CIVAS Statment on Influenza A (H1N1)
Monday, 4 May 2009
Since mid April 2009, the world has been shocked by the outbreak of influenza H1N1 in humans. In the beginning, this disease was called Swine Influenza because it is genetically closer to swine influenza viruses than human influenza viruses. But the term Swine Influenza was considered inappropriate because according to the World Animal Health Organization (OIE) the virus that is currently causing the outbreak, influenza A (H1N1), is purely transmitted from human to human and there is no evidence so far that it is present in swine or that humans are contracting the disease from swine (OIE 2009). Therefore, it is now referred to as influenza A (H1N1).
Cases of Influenza A H1N1 first started in Mexico, but just in a span of 2 weeks time this disease has spread to other countries in the world. As of May 3, 2009, 18 countries have officially reported 898 cases of influenza A(H1N1) infection to the World Health Organization (WHO). The following countries have reported laboratory confirmed cases – Mexico (506), United States of America (226), Austria (1), Canada (85), China, Hong Kong Special Administrative Region (1), Costa Rica (1), Denmark (1), France (2), Germany (8), Ireland (1), Israel (3), Italy (1), Netherlands (1), New Zealand (4), Republic of Korea (1), Spain (40), Switzerland (1) and the United Kingdom (15) (WHO 2009).

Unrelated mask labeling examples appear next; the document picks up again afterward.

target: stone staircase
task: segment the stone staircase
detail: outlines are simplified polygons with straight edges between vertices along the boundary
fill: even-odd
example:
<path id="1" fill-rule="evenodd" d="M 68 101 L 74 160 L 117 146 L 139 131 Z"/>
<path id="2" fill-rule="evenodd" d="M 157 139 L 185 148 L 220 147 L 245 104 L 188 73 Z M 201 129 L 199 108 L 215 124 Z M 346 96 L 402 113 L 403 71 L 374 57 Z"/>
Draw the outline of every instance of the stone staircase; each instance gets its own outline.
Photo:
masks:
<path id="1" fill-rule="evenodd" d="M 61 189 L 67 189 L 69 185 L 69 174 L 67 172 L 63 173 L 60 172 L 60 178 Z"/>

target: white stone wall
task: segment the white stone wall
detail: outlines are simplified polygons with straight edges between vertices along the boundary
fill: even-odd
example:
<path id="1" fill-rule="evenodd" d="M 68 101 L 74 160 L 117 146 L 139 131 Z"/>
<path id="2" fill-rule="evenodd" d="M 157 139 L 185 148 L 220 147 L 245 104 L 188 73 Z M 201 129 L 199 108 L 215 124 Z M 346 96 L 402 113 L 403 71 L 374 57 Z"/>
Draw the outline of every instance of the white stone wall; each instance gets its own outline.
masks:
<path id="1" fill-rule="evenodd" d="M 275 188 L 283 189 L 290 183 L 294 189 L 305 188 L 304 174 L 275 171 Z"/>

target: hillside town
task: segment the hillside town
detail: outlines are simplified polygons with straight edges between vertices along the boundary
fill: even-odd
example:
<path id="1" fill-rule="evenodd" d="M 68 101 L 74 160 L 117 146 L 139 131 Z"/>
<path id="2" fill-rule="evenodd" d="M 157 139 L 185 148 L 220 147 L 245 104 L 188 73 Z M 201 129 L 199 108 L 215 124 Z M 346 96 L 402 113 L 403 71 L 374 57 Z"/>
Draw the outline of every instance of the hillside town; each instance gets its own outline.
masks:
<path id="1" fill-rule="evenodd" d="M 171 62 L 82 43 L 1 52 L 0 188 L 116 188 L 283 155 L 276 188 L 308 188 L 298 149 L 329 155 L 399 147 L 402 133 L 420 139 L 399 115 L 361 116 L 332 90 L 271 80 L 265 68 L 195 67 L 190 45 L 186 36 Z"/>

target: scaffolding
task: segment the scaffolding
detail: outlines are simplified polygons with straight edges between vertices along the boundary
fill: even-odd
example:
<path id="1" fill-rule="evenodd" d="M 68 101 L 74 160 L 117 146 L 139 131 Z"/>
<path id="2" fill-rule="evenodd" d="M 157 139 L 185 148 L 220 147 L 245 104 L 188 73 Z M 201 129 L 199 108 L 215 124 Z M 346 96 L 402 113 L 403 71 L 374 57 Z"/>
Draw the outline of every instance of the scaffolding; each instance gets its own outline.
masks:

Swine influenza itself is a disease that affects pigs and is commonly caused by influenza A viruses. Occasionally this disease could also be caused by influenza C viruses, but the incidence is rare. Currently known subtypes of swine influenza are H1N1, H1N2, H3N1, H3N2, and H2N3. Swine influenza transmission to human is rare and commonly occurs in people who have daily contact with swine, for example pig farmers. And even though swine influenza could be transmit to humans, but transmission from an infected human to another is very rare. Symptoms in swine are fever, depression, coughing, discharge from the nose or eye, sneezing, respiratory disorder, redness in eye, and loss of appetite.
Swine influenza distribution in the world includes the United States of America, Mexico, Canada, South America, Europe (England, Sweden, and Italy), Kenya, China, Japan, Taiwan, and several regions in eastern Asia. Indonesia so far has never found any case of swine influenza.
In response to the Influenza A H1N1 outbreak and to prevent the introduction of swine influenza into Indonesia, CIVAS recommends:
- The government (veterinary authority)
- To increase monitoring on the importation of live pigs from other countries;
- To initiate a National Surveillance Program for swine influenza;
- Veterinarians and pig farmers
- To increase awareness of swine influenza like disease symptoms such as fever, depression, coughing, discharge from the nose or eye, sneezing, respiratory disorder, redness in eye, and loss of appetite;
- To increase farm biosecurity through disinfecting practices and monitoring the traffic of animals, human, and equipment;
- To protect themselves by wearing personal protective equipments such as masks, gloves, and boots, and always wash their hands with soap and water before and after handling animals;
- To report to the government (veterinary authority) if they find any swine influenza like symptoms;
- The general public
- To cook pork and pork products at a minimum temperature of 70oC;
- To not be afraid of consuming pork and pork products because Influenza A H1N1 is not a foodborne disease.